This document describes the Inventory Service, and simultaneously attempts to provide a template from which we can build further Architecture documents.
This document is not meant to be a complete, rigorous treatment – it is only meant to be sufficient for conversion to specs
This document will refer to possible development paths or optional features, and in no way is meant to prefer or recommend them, merely to provide warnings and context
Context that is not directly modified by this proposal is sometimes provided as a means of justifying the proposal or providing marketing or requirements direction in the future
Puppet already collects more information about its clients than most organizations have about their networks, and we already cache that data as yaml. However, there’s not currently a builtin way for users to get access to that data, nor is there any way to rely on it for operations like dynamic grouping. The primary purpose of this proposal is to solve those two issues.
Also, the shared-nothing architecture that Puppet uses has resulted in compromises in how we manage and distribute this inventory information, and this central shared service removes the need for those compromises, although it does not specifically include those fixes in scope.

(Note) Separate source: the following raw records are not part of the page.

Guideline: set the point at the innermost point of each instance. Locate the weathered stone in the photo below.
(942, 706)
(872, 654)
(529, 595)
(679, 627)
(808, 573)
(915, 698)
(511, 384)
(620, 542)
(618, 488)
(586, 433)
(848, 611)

Additionally, this is a first step toward a CMDB-like service from Puppet Labs. With it in place, and an interface to view it, we can begin exploring an add-on application for a more complete commercial CMDB.

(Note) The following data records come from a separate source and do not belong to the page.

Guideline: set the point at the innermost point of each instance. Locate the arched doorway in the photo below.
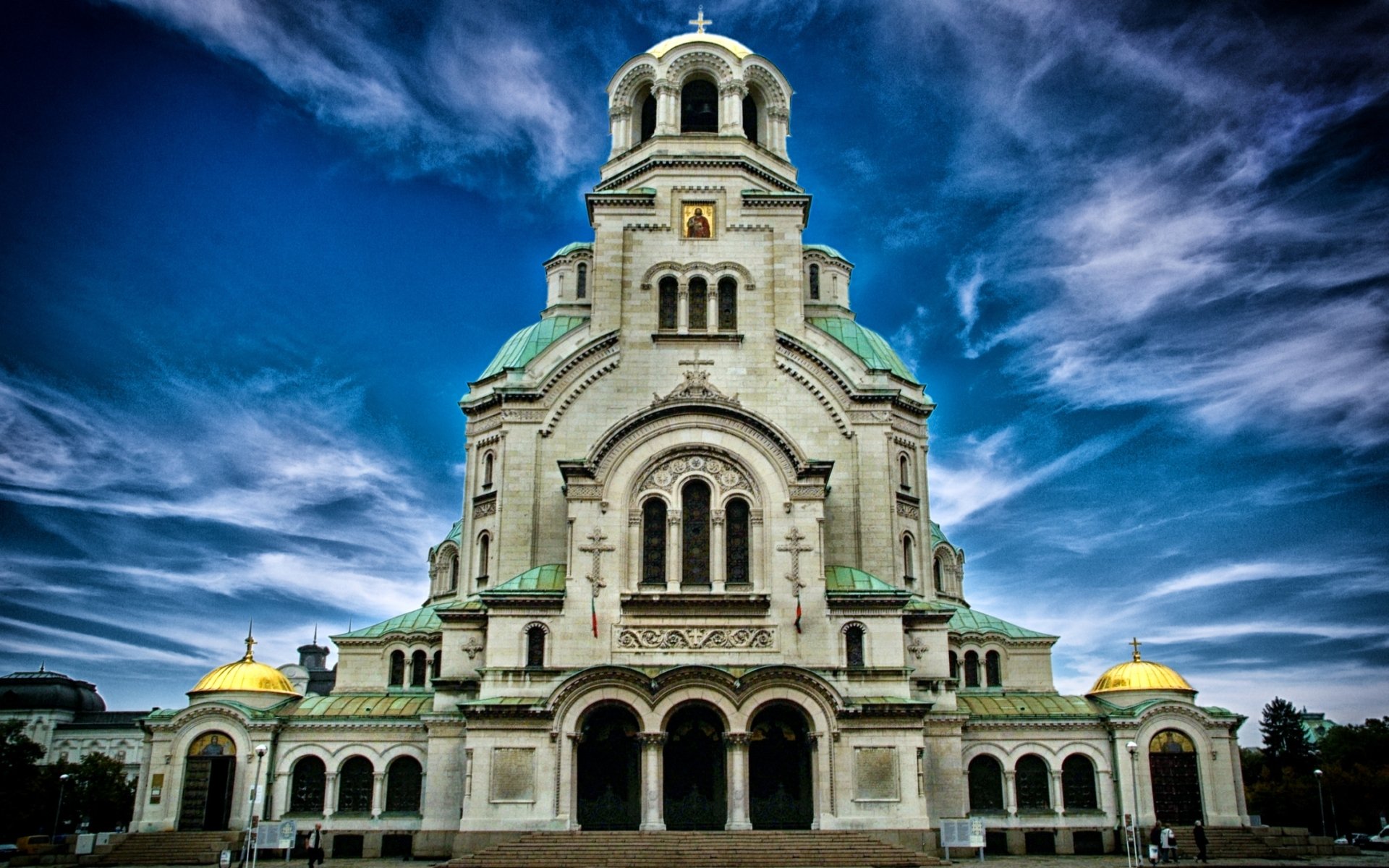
(694, 783)
(208, 774)
(778, 770)
(1177, 786)
(608, 771)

This document describes multiple possible directions once this service exists but should in no way be tied to those directions – the service should be treated as a stand-alone deliverable, and any downstream work should be architected and specified separately.
- Agent – included merely for context. This proposal does not recommend changing anything on the agent.
- Master – receives data from agent and will talk to Inventory Service
- Dashboard – human interface for Puppet ecosystem. Will read data from Inventory Service
- Inventory Service (new) – owns all inventory data
- Facts – inventory data collected from client (generally generated by Facter)
- Catalog – (included only for context) resource graph whose generation requires inventory data
- Node – wrapper object that includes the Fact data and potentially other data
Inventory data is currently sent by every client to a server. The client usually runs an agent process, which collects the data and sends it to a master process. The master uses the ‘yaml’ terminus for Facts to cache the data on the local filesystem by node name. This process of updating the inventory data also invalidates the cached Node data on the server, thus forcing a requery of the Node information (and thus preventing stale data being used).
If there are multiple master processes behind a load balancer, only one master gets updated, which means that is the master the client must be talking to. Rather than have strict configuration requirements, the agent both uploads the Fact data and requests a catalog, all in one ‘get’ call. Because of line length limitations, the facts are compressed, and that compressed data still sometimes exceeds line limits.
Current data flow looks like this:
Note that the single upload-and-compile call is drawn as two connections, but it is in fact a single request.
The crux of the proposal is that a separate process be started to own the inventory data, and that the master process be configured to send its facts to the IS when updated by the client and pull them from it when necessary.
This process will also be a ‘master’ process, and this proposal does not cover how this process should implement data management. It is somewhat obvious, however, that a ‘Facts’ terminus will be used to store and retrieve data – starting with the existing ‘yaml’ terminus seems a sufficient first step. This process will need authorization updates to allow any server or a set of servers to be able to upload fact data.
All other master processes need to be modified and/or configured such that they send all facts they receive to this process, and when facts are needed (such as for compilation) then they will use this service to find them.
The Dashboard application then needs to be modified to provide a view to this data, so that a viewer can see any inventory data that exists for a given node. At a minimum, this data should include information about when the data was last updated.
This proposed architecture converts the data flow to this:
Because Puppet already ships with a Facts terminus type sufficient for retrieving and storing data via RESTful calls (the Facts REST terminus), it might be as simple as reconfiguring all other master processes to use this terminus (with appropriate configuration as necessary, using the facts_terminus setting) rather than their current yaml terminus. Alternatively, a new terminus type could be created specifically for talking to this terminus.
The Dashboard has ‘Smart Groups’ in its roadmap, which would require a Query interface (e.g., ‘find all hosts whose operatingsystem is Debian’), along with a probably much richer interface overall (e.g., the ability to know which parameters can be queried). This proposal does not cover that Query interface, but it might need to be extended to do so.
Over time we will want to provide more historical information beyond when a given data set was updated. We currently just call for a timestamp that determines how up to date the data is, but over time we’ll want to know when a parameter is added, removed, or modified, and provide a feed of those changes. Most likely, some kind of event stream is the appropriate solution for this view, but that is all outside the scope of this proposal.